A major review into the Privacy Act, handed down last week, has largely been welcomed by privacy advocates who have long called for reform, but the government needs to stick the landing with legislation to convince sceptics it’s interested in more than just political theatre.
For three years, the Attorney General’s department has been going over legislation that governs how organisations store and use our private data with a view of bringing the Privacy Act in line with community expectations and business practices of the 21st century.
Angus Murray, partner with Brisbane law firm Irish Bentley and Vice President of the Queensland Council for Civil Liberties, called the review an “an overwhelming positive step” that has “eloquently picked up a lot of things contained in submissions”.
But he, along with other privacy advocates, has said “proof of the pudding” will be in the legislation that is still to be drafted.
Murray anticipates a few issues will be hotly contested in the upcoming consultation phase, especially proposed changes to the small business exemption.
Currently, businesses with less than $3 million annual turnover are broadly exempt from the Privacy Act – an exemption the Attorney General’s department has proposed should be removed (but only after further analysis and consultation).
“In my view this is the right thing to do. In the digital age we live in, most businesses hold information – that is a part of doing business,” he told.
“The interesting thing will be how the balance is drawn between commerciality and privacy.”
Murray said he would like to see the language “tightened up” around emergency declarations – which lets entities bypass privacy controls to share information with one another in an emergency situation – warning the wording about ongoing emergencies could be “open for all sorts of abuses”.
He also wants to see proposals about automated decision making “go further”, noting that the EU’s General Data Protection Regulation (GDPR) includes a right for people “not to be subject to a decision based solely on automated processing, including profiling”.
Businesses should do better
Anna Johnston, principal of consultancy Salinger Privacy, said it was “frustrating” that there would be further delays before exemptions are removed but welcomes reforms to the Act.
“In reality, businesses should already be paying more attention to what customer data they’re keeping, and practising better data hygiene in terms of disposing of data as soon as it is no longer needed,” she said.
“The large-scale Optus and Medibank data breaches in late 2022 have shown us all that the privacy damage done by data breaches is unnecessarily made worse if businesses are holding on to personal information well past its use-by date.”
Another potentially contentious element of the Privacy Act review is to protect information that has been inferred or generated from other data, for example through machine learning or data analytics processes.
This is something ACS argued for in its submission to the Attorney General’s Department, but which has been opposed by big tech and social companies including Facebook which tried to argue that inferred data is owned by the company who creates it, not the individual about whom the data was inferred.
Samantha Floreani, Program Lead for Digital Rights Watch, told Information Age expanding the definition to include inferred and generated information is “critical” given the way definitions “act as a gatekeeper” for how privacy legislation is enforced.
“So many platforms’ business models work on inferring from data about their users,” she said, adding that it would be “good” if an updated Privacy Act negatively impacted Facebook.
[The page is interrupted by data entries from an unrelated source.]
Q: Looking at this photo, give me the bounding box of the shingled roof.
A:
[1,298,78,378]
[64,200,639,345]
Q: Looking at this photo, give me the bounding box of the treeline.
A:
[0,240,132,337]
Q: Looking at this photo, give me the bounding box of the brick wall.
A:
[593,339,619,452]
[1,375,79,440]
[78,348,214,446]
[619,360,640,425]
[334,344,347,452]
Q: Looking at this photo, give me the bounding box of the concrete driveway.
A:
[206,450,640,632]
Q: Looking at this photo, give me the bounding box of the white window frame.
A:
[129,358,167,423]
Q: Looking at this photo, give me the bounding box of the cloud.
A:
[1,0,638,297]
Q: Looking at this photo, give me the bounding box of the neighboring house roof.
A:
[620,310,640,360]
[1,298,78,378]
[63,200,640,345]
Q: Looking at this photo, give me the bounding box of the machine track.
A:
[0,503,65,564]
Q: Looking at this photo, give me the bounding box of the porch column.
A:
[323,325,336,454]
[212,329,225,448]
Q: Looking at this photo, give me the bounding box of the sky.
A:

Floreani said overall she thought the review was “pretty positive” and that she was pleasantly surprised by the inclusion of both a statutory tort and direct right of action that will give individuals a greater ability to fight for their privacy in the courts.
Proposed rights for erasure and de-indexation, which are complex features of the GDPR, were also surprising, if not welcome, inclusions.
Hard not to be cynical
Of course, it’s possible not every proposal will find its way into law and Floreani is reserving her praise until legislation lands.
“This is the third round of public consultation on the same set of issues and a lot of these proposals have been around for a decade,” she said.
“It’s hard not to be cynical about it. Privacy has, for a very long time, been a low priority for the Australian government.”
Justin Warren, managing director of IT consulting firm PivotNine, said it has long felt like the government “will do the right thing on privacy once it has explored every alternative” and said the latest report could just as easily sit on a stack.
“Is our privacy going to be protected or not?” he rhetorically asked Information Age.
“Sure, there’s a regulatory burden on business, but what about the burden placed on individuals who are having their private information scattered all over the internet?”
Warren said it was “excellent” to see the proposed definition of ‘consent’ expanded so that data collection must be done with “voluntary, informed, current, specific, and ambiguous” consent.
He was also heartened by updates to the object of the Act “to recognise the public interest in protecting privacy”.
“Those things together should do a lot to improve the privacy of everyday people and should close some of the loopholes that see rapacious surveillance companies spy on people for profit,” Warren said.
“If Australia wants to remain a liberal democracy, it needs to do liberal democracy things and protecting privacy one of those.”